At a news conference Wednesday, Premier John Horgan declared a provincewide state of emergency. He said his government was working to assess the damage and reopen supply roads as quickly and safely as possible.
"Already-strained supply lines are at risk of greater disruption," said Horgan, adding the state of emergency should help preserve basic access to services and supplies.
"Please do not hoard items. We are confident that we can restore our supply chains in a quick and orderly manner, provided we all act as we have been over the past two years, responding to challenges like this in a collaborative, co-operative way."
Public Safety Minister Mike Farnworth said the declaration could include emergency powers for dealing with hoarding and price gouging of goods.
"Our transportation infrastructure is crippled," Farnworth said, while discouraging travel and urging calm. "Getting our roadways and railways back up and in operation is our No. 1 priority. We fully recognize how important it is to reopen road connections from the Lower Mainland to the Interior to get those supply chains moving."
Following reports of food shortages and hoarding at grocery stores, Canadian food retailer Save-On-Foods said in a statement Tuesday that all shipments in and out of the Lower Mainland have been put on hold due to road conditions.
"We are exploring all avenues to get product to our stores as quickly as possible," it said.
Farnworth said the retail council and the trucking industry have been really clear that there's lots of supply.
"Yes, we have routes that are challenged, but there are large areas of the province where those routes are not compromised and supplies are going to get through, and in those isolated communities, if supplies need to be brought in, we can do that."
David Gillen, the director for the centre for transportation studies at the University of British Columbia, estimates it will take about two weeks for repairs to allow normal traffic flow to resume, but it will be months for a complete recovery because road work is limited during winter months.
"It's going to take some time until these routes are repaired enough for trucks to travel but there is some degree of substitutability that there isn't with railroads because you basically have two main lines and they're both severely hampered. They have to be rebuilt," Gillen said.
Canada's two largest railways didn't expect to be in operation from the coast for days. Canadian National Railway chief operating officer Rob Reilly said heavy rain made the tracks impassable.
"We've had the railroad out of service getting to Vancouver since Sunday afternoon. Quite frankly, we'll probably be out a couple more days," Reilly told a transportation conference Tuesday.
The track outages are also hindering the movement of goods to and from the country's largest port in Vancouver.

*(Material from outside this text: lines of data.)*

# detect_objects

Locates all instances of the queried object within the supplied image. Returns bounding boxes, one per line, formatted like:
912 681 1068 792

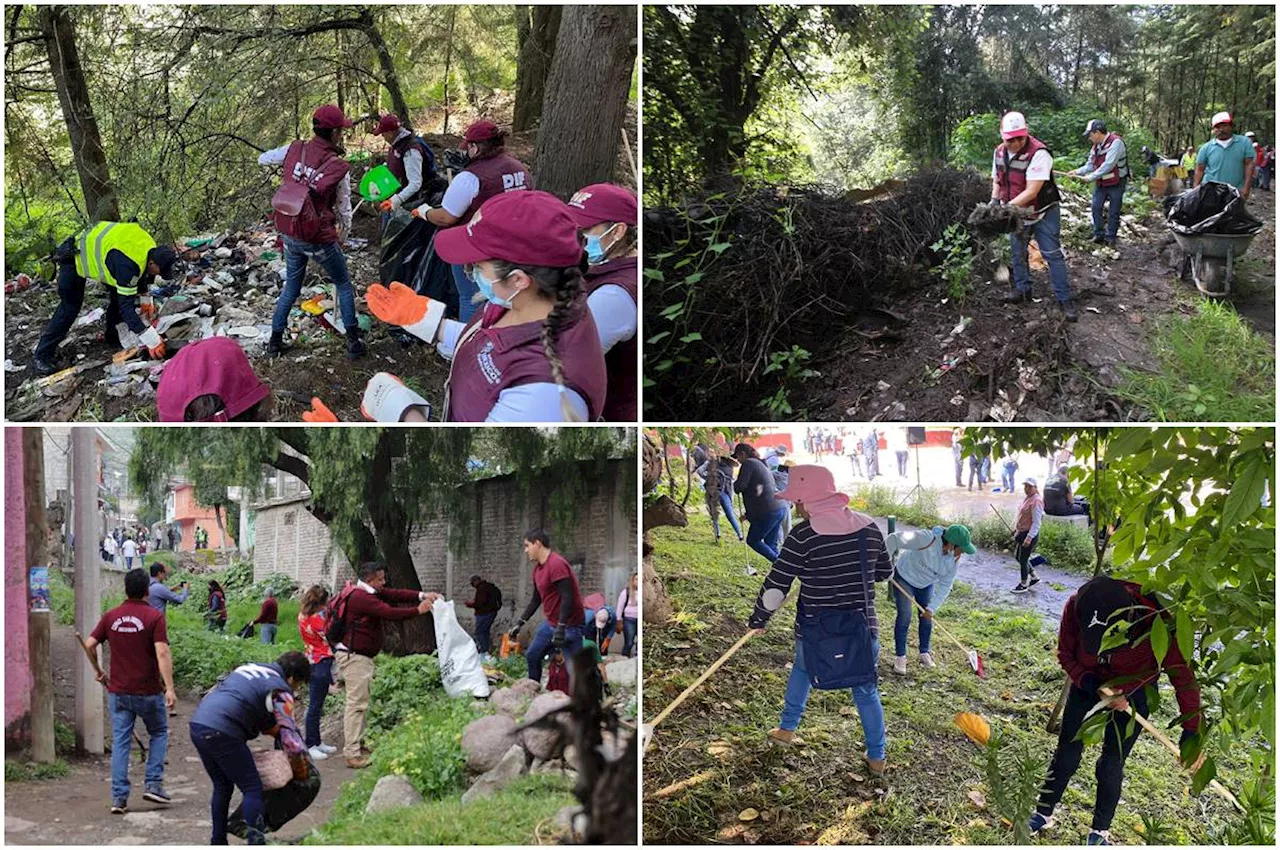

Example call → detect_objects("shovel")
74 631 147 763
640 630 754 749
890 579 987 678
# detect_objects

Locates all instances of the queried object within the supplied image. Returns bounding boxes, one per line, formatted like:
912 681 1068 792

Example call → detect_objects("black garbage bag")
1165 183 1262 236
227 755 320 838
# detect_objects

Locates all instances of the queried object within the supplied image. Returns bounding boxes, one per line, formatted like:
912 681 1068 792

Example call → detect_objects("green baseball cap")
942 525 978 554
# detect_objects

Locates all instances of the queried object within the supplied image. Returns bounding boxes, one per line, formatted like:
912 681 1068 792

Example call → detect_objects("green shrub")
366 653 444 732
4 759 72 782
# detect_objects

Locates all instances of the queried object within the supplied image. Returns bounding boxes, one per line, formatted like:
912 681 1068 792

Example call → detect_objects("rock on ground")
462 711 517 773
604 658 636 687
462 744 527 803
489 678 532 717
365 776 422 814
520 691 568 762
507 678 543 699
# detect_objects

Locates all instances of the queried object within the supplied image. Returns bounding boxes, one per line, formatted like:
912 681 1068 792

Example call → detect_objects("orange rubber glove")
365 282 444 343
302 398 338 422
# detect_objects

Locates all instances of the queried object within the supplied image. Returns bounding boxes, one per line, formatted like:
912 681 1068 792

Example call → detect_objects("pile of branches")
644 169 989 412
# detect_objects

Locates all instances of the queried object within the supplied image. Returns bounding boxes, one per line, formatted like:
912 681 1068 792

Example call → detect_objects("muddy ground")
4 626 357 846
814 192 1275 421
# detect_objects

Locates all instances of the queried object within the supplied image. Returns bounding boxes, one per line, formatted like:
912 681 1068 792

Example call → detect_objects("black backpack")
324 585 356 649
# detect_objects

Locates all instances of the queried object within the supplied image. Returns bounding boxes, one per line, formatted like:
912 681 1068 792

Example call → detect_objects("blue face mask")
586 224 618 265
471 266 515 310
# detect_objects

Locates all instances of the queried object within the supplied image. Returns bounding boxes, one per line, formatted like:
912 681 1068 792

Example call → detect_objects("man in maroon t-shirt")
84 570 178 814
509 529 586 682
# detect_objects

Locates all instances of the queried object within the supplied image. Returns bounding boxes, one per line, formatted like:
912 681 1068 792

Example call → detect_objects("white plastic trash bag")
431 599 489 699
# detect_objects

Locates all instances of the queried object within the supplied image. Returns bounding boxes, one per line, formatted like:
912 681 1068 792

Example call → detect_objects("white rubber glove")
360 373 431 422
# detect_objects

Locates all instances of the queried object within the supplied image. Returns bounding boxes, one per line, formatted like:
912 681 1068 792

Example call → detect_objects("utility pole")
72 428 106 754
22 428 56 764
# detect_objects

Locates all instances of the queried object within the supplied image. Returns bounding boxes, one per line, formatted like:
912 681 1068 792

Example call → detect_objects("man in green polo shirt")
1196 113 1254 198
35 221 178 375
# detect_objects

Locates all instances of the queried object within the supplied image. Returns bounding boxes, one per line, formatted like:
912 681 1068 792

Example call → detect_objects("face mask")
586 224 618 265
471 266 515 310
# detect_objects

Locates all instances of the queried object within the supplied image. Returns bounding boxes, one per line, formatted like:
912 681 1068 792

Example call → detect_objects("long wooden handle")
649 631 753 727
890 579 969 655
1129 705 1244 812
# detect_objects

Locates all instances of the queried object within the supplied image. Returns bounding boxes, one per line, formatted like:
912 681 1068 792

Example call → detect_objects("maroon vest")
275 138 351 242
996 136 1059 213
586 257 640 422
462 154 534 221
444 300 608 422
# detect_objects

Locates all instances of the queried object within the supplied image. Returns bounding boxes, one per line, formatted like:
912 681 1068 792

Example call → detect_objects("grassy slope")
644 506 1247 844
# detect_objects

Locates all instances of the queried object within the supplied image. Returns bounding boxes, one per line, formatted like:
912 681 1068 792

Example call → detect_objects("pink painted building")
4 428 32 749
169 484 236 552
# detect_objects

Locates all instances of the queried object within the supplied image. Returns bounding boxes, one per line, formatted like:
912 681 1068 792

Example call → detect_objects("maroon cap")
374 113 401 136
156 337 271 422
435 191 582 269
568 183 639 228
311 104 353 129
463 122 502 142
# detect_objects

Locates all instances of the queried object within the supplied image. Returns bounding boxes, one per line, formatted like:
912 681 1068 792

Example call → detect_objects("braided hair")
493 255 586 422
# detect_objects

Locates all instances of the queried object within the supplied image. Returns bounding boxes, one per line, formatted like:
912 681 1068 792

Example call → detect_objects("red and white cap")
435 191 582 269
1000 113 1027 141
568 183 640 228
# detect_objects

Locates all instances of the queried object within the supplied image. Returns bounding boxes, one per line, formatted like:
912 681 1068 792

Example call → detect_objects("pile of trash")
5 221 378 419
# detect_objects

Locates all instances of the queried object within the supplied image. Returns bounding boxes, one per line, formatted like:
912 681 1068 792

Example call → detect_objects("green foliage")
303 771 573 846
978 727 1048 846
1116 298 1276 422
366 653 442 731
4 758 72 782
759 346 822 419
49 567 76 626
929 223 973 301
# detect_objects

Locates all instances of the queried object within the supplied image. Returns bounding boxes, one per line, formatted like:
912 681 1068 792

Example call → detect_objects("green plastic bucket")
360 165 399 204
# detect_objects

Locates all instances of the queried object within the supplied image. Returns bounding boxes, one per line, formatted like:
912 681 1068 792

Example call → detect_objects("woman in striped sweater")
748 465 893 776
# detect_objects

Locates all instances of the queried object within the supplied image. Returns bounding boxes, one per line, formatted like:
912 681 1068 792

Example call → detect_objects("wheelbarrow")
1172 227 1261 298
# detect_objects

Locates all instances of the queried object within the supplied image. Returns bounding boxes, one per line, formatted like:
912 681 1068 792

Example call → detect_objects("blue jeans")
453 266 480 323
476 612 488 653
622 617 640 658
306 655 333 748
191 723 266 844
890 573 933 658
778 639 886 760
746 508 787 563
1000 463 1018 493
271 236 358 334
106 694 169 800
1093 179 1129 242
525 620 582 682
1010 206 1071 301
712 490 742 540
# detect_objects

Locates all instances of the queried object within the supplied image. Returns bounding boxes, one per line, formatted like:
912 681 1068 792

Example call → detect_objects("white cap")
1000 113 1027 140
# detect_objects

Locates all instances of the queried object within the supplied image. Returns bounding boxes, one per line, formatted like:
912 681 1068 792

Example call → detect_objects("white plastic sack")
431 599 489 699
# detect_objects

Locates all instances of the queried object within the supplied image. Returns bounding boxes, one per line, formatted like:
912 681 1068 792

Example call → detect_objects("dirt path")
4 626 356 845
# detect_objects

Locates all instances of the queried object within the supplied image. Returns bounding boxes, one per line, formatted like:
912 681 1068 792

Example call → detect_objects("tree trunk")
360 8 413 131
535 6 636 198
40 6 120 221
511 5 564 133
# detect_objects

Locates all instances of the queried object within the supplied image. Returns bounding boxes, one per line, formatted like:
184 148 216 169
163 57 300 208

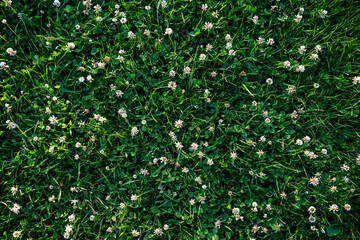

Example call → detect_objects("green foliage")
0 0 360 240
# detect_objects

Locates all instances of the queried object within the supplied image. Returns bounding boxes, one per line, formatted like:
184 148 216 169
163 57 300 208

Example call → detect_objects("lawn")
0 0 360 240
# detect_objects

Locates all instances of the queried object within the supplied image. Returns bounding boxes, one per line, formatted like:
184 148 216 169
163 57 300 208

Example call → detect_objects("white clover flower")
296 65 305 72
266 38 275 45
66 42 75 51
131 127 139 137
128 31 136 39
184 67 191 74
225 42 232 50
0 62 9 71
6 48 17 57
294 14 302 23
229 49 236 56
53 0 61 7
168 82 176 90
13 231 21 238
283 61 291 68
131 195 139 201
266 78 273 85
6 120 17 129
161 0 167 8
256 37 265 44
204 22 213 30
199 53 206 61
120 17 129 23
225 34 231 42
68 214 75 222
319 10 327 18
298 46 306 54
165 28 173 35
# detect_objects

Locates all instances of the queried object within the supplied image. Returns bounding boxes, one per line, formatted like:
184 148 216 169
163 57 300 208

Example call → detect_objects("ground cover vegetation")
0 0 360 239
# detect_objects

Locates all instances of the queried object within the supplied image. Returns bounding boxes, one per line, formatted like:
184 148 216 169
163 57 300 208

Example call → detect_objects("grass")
0 0 360 239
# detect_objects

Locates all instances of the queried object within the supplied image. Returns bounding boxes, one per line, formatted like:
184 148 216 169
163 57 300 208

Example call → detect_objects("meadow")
0 0 360 240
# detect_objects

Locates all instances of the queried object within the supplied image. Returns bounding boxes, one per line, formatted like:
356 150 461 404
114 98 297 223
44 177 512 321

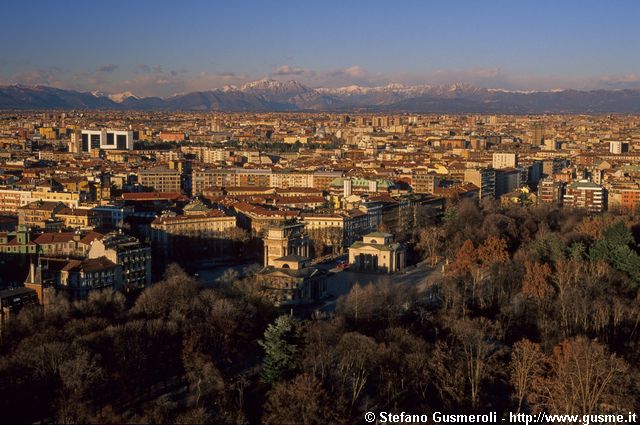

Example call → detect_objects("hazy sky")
0 0 640 96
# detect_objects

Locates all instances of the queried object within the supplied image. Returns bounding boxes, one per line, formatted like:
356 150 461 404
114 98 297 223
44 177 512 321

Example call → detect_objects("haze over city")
0 0 640 425
0 1 640 96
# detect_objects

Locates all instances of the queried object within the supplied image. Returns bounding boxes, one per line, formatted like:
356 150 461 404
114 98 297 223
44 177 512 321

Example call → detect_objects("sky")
0 0 640 97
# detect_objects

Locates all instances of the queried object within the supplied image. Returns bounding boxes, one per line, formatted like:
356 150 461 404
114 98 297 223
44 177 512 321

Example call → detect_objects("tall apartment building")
493 152 518 170
464 168 496 199
563 180 607 212
495 168 522 198
89 232 151 290
620 189 640 213
138 166 181 192
531 123 545 145
411 170 440 193
538 177 564 205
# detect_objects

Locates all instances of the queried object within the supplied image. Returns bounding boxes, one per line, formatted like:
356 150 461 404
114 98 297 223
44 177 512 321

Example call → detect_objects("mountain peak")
107 91 139 103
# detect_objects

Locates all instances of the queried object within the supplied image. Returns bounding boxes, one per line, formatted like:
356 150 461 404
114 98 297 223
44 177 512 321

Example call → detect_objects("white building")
609 140 629 155
69 129 133 153
493 152 518 170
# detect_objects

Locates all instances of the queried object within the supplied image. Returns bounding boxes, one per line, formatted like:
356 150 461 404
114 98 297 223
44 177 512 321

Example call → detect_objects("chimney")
343 179 352 198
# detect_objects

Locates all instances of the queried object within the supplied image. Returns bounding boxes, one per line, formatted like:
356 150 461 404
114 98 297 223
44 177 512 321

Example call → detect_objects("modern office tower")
464 168 496 199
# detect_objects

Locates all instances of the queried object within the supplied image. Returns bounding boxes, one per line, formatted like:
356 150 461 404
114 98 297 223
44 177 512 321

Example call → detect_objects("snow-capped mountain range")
0 79 640 114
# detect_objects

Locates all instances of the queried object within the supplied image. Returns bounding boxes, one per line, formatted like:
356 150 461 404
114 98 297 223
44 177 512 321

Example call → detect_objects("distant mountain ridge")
0 79 640 114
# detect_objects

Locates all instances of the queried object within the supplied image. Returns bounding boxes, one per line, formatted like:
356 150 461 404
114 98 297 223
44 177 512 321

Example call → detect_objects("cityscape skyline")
0 1 640 97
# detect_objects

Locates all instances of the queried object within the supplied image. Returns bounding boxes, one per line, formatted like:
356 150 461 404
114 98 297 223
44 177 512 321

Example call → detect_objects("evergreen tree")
258 316 298 384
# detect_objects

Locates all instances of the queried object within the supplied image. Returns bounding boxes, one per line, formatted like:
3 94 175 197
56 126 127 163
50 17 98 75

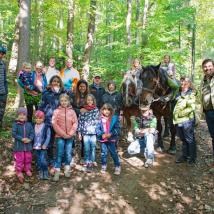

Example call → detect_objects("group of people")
0 46 214 183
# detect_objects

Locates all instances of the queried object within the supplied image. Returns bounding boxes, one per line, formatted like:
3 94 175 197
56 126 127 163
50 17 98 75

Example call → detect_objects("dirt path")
0 122 214 214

"The Vancouver gateway is experiencing significantly disrupted rail and truck movement due to widespread flooding throughout the Metro Vancouver and Fraser Valley regions," the Vancouver Fraser Port Authority said in a statement Wednesday.
However, its terminals are still operating, it said.
Barry Prentice, a supply chain management professor at the University of Manitoba, said importing and exporting at B.C. ports poses a significant problem should highways and railways remain inoperable.
"Transportation is an invisible industry until something goes wrong," he said. "We take it for granted more than we should as a society because without transportation we don't have trade, and without trade we don't have an economy."